Casual games are great gifts, I have found. I know they will play on pretty much any system out there and they are often real bargains on Steam. I gave my daughter Plants vs. Zombies for $7.49. That is a lot of entertainment-per-dollar value.
I plan on putting some casual games (like Chainz 2: Relinked and Peggle) on my Acer Aspire One netbook to have portable entertainment. It won't run Oblivion or Mass Effect worth a flip, but it will let my trusty peashooters stop the zombies on my lawn.

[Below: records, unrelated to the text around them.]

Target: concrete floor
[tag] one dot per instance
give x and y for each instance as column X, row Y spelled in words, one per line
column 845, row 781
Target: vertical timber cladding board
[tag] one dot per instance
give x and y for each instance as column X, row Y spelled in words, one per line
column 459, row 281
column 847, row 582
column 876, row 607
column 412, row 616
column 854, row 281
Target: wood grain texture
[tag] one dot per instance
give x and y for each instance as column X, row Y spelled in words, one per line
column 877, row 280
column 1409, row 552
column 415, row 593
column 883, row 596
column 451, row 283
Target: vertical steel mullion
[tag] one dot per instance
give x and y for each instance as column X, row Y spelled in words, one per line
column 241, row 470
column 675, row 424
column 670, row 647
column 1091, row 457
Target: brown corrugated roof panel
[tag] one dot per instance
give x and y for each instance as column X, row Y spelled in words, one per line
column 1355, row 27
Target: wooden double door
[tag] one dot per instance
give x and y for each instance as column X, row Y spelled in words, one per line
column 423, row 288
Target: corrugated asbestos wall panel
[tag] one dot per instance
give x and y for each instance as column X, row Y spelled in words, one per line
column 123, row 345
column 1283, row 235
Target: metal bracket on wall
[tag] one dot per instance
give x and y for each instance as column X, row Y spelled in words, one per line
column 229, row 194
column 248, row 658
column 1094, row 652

They tend to create from a small list of genres; match 3, time management, and item search. Anything outside of those,I really look forward to trying out.
Give it a try:
http://www.popcap.com/games/pvz/?icid=plantsvszombies_HP_DL_1_8_19_08_en
My only contention is against their PR and outlook. If you're going to compare yourself to an indie film studio, then know what you're saying, because I certainly see no direct parallels. "Indie," like Fox Searchlight Pictures, is about experimental cinema without a proven audience base, but they go forward for the sake of the medium. There's nothing in it about "crossovers" or trying to gobble up as many consumer segments as possible. A responsible indie studio should be using its agility to produce works that demonstrate the potential of the medium, ESPECIALLY the nascent video game industry. By that I mean making video games that ease older and female markets into the language of interactive entertainment, so that they experience what they never thought possible. If you're not willing to take on this mantle, then make hardcore blockbusters. If you lack the resources to make blockbusters or really just want to make "casual" games, then please do so.
PopCap's good at making addictive "casual" games, and they should continue doing it. But don't come out and liken yourself to an indie film studio and claim that you're helping out the industry. Not unless you got the balls to show for it.
But a gaming equivalent of an indie film studio would probably be more along the lines of guys like id software, or indeed, Bethesda (as someone mentioned Fallout 3), or United Game Artists back then, with Rez as a good example. Indie film studios push the envelope in terms of storytelling, of visuals, and so forth. They take HUGE commercial risks to realize these visions. That is not the case of PopCap, Playfish, Gameloft, or others along the same vein. They make really really fun (and in the case of PopCap, very well-tuned) games, but there is nothing "commercially risky" nor is there a "unique vision" in any of their products, in fact, quite the contrary, their goal and their purpose is to reach an extremely wide audience, the historical one he described earlier.
Again, not dissing them at all, just agreeing that the "indie film studio" comparison is a bit shaky. In fact, define "innovation", first, I'd say.
I would also take note, if you read the article carefully he did not specify "PopCap" but *all* Casual Game Studios... and I would completely agree with his statement.